Might have worked out for her if she'd served Edmond one less cup of coffee.
OK, so the script for the stage adaptation of Clyde Edgerton's Walking Across Egypt isn't nearly as tight as Mamet's. Nor do the set, lighting and costumes at Theatre Charlotte have the same snap and polish. But the ensemble work inside the Queens Road barn is equally fine.
Annette Gill stars as Mattie Rigsbee, an elderly church-going matron whose country cooking and baking keep her empty nest from staying empty. Dropping by for a regular bite are her two children and their beaus, her older sister Pearl, plus the next-door neighbors, paranoid Alora and her trigger-happy husband Finner.
The pot really begins to boil when a stray dog camps at Mattie's door. Edgerton strings this visitor to a comedy parade that includes a dogcatcher, the dogcatcher's delinquent nephew, the delinquent's girlfriend and a gaggle of guests from the local church and constabulary. My feeling is that the fun would multiply as dishes and silverware piled up on the table, migrated to the sink, made their way to the cupboard and recommenced their life cycles.
But director Dennis Delamar takes a severely minimalist route. Mattie and her neighbors mime the food, the dishes, the utensils, the table, the sink, the stove and even the napkins and towels.

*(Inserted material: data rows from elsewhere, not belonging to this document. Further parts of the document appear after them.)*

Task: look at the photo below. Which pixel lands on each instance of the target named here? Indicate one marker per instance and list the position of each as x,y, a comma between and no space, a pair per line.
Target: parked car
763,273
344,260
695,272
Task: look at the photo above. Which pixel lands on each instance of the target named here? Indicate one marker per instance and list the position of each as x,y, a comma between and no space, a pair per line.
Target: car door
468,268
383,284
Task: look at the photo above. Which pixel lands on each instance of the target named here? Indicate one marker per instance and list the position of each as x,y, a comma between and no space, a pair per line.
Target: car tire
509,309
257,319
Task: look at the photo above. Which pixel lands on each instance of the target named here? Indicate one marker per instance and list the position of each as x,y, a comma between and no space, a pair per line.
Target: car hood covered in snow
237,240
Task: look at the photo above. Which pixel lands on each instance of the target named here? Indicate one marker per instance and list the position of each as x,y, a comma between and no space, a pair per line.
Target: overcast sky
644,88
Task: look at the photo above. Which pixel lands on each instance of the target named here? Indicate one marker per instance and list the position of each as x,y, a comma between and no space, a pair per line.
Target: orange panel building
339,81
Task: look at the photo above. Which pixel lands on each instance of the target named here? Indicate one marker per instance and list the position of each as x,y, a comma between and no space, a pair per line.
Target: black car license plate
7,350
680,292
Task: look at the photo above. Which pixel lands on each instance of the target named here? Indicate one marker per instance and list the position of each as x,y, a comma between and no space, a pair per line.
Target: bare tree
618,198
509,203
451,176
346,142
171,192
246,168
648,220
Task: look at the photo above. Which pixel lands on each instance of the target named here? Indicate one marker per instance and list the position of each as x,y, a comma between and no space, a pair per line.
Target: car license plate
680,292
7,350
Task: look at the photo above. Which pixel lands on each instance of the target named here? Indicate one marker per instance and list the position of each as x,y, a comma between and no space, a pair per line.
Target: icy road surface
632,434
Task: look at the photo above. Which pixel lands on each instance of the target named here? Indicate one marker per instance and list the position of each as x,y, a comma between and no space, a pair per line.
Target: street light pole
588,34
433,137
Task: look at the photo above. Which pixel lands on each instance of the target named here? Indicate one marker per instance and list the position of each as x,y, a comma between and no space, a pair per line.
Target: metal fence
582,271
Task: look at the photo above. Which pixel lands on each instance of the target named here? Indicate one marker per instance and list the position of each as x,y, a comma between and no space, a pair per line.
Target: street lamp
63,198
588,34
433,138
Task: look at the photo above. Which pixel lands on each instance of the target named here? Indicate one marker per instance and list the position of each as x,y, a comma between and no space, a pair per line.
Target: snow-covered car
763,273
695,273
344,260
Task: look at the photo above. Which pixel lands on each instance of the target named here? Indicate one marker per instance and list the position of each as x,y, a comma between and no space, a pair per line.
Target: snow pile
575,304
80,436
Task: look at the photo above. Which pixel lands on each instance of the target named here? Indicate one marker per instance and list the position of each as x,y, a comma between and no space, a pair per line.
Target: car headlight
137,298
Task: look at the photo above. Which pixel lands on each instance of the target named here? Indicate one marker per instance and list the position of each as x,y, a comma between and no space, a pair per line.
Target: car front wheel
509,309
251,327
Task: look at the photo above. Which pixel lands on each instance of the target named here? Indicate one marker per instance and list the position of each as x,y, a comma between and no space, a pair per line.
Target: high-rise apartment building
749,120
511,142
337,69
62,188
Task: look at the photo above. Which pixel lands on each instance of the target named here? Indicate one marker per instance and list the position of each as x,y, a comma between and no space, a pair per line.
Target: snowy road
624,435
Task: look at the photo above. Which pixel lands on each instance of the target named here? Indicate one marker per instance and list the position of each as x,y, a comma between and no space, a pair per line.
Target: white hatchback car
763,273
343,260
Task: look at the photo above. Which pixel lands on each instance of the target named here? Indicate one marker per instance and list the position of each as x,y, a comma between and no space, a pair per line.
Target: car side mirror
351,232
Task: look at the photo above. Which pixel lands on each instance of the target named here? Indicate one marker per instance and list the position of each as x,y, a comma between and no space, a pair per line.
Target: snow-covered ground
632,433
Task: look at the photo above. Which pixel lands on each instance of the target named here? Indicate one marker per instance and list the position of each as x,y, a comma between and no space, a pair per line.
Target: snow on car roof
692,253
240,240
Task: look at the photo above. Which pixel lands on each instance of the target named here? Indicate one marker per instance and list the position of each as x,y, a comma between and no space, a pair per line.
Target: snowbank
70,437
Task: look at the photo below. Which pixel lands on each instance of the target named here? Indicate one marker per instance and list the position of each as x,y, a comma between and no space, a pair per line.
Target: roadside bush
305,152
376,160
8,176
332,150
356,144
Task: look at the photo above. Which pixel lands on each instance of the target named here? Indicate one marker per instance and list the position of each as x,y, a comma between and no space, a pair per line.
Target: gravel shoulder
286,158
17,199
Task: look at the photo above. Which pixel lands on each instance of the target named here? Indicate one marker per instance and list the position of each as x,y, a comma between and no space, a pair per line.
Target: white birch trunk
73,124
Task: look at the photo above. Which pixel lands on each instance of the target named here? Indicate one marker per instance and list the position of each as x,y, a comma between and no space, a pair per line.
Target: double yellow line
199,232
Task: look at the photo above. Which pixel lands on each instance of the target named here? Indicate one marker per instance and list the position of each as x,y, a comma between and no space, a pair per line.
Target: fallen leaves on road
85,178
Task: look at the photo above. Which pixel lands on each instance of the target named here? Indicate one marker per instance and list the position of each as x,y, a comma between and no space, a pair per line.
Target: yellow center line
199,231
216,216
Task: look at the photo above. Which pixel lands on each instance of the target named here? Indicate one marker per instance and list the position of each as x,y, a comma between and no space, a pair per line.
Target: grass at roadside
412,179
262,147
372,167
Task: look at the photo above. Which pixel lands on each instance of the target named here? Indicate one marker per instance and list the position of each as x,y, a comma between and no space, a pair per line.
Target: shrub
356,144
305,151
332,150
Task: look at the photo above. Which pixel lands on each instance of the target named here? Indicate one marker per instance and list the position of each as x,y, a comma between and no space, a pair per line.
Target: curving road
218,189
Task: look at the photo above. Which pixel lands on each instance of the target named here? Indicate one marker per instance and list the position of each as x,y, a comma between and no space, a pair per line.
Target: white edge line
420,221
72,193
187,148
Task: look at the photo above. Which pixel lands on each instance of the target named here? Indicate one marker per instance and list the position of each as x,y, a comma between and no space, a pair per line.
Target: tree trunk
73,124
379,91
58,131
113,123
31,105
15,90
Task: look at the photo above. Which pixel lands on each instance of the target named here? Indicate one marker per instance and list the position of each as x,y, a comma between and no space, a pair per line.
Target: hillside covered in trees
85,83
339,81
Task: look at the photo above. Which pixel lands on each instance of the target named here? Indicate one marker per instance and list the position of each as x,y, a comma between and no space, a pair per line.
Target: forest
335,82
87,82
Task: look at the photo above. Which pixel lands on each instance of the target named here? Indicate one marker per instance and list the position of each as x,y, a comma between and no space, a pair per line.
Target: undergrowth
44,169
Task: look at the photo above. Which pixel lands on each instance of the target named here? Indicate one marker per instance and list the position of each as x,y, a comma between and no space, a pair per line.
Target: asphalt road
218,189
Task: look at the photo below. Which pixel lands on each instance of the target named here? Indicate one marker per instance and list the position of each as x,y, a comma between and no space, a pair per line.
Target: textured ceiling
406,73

There's really not much that set designer Jim Gloster can put onstage when either Delamar or a stingy Theatre Charlotte budget won't even allow a bare cupboard.
Delamar did have an embarrassment of riches at auditions. Polly Adkins or Ginger Heath would have made admirable Matties, I'm sure, but Adkins' turn as Alora is hoot and Heath is as finely detailed and nuanced as I've ever seen her as Pearl.
I love Jim Smith as the sweet awkward dogcatcher, Lamar, almost as much as I love Gill's Mattie, which is a great deal. Andrew Clark as Wesley has that same lovable hellion gene as his Uncle Lamar, with just enough rusticated Huck Finn ignorance to honestly believe that Mattie might be his grandmaw. Adorably pathetic -- like that wormy pup at the pound.